In fact, Pittsburgh can also lay claim to the start of the journey. It’s where Lewis received a letter from Clark confirming that he would join the expedition. Lewis had to wait here for over a month while a craftsman built his keelboat that would carry the Corps of Discovery and their supplies on the expedition.
“The boatbuilder was a drinking man, so he seldom worked mornings, and sometimes not in the afternoons either,” wrote Stephen E. Ambrose in the book “Undaunted Courage,” which chronicles the expedition. “He had none of Lewis’s sense of urgency. But there was no one else in Pittsburgh capable of doing the work. So Lewis fretted and fumed but did not fire the contractor.”
Finally at the end of August 1803, Lewis set out to meet up with Clark at the falls of the Ohio River in Clarksville, Indiana. He stopped briefly that first day on Brunot Island. He was showing off his rifle, passing it around to the residents who’d gathered, when it accidentally discharged and narrowly avoided killing a woman.
Applegate said an interpretive sign will go in this summer on Mount Washington overlooking Brunot Island.

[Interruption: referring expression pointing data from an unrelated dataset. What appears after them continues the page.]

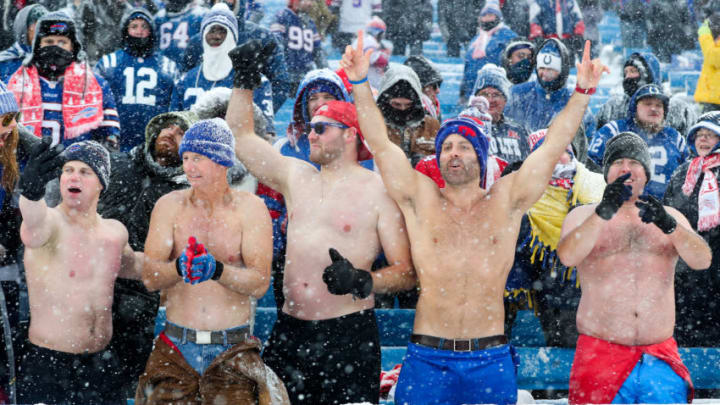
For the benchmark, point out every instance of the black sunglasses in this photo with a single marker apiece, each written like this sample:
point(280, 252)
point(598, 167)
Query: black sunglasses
point(7, 118)
point(319, 127)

It follows others installed in 2014 and 2015 at nearby sites relevant to the Lewis and Clark journey.
Applegate said markers like that give a boost to tourism in western Pennsylvania.

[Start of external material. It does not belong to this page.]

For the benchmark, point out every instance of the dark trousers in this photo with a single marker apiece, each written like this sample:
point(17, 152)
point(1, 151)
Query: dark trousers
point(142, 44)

“The closer we connect the dots, people are more apt to follow from one location to the other,” she said.
Paige Cruz of West Virginia, who chairs the Lewis and Clark Trail Heritage Foundation’s eastern legacy committee, has pushed for the federal government to extend the trail designation.
“A lot of facilities already exist along the Ohio River that have to do with Lewis and Clark,” she said.
But it wasn’t until the 200-year celebration of the Lewis and Clark expedition in the early 2000s that momentum started to build around a more formal recognition of the early part of the journey.
“A lot of these groups that had participated in the commemoration realized how important the Lewis and Clark journey was in the east,” Cruz said.
The National Park Service completed a study last year to identify the extension route. That study led to the provision included in the Natural Resources Management Act that cleared Congress last week. In addition to granting the trail extension, the bill also reauthorizes the Land and Water Conservation Fund, which provides grants for parks and other green spaces in every state. That fund had expired last year.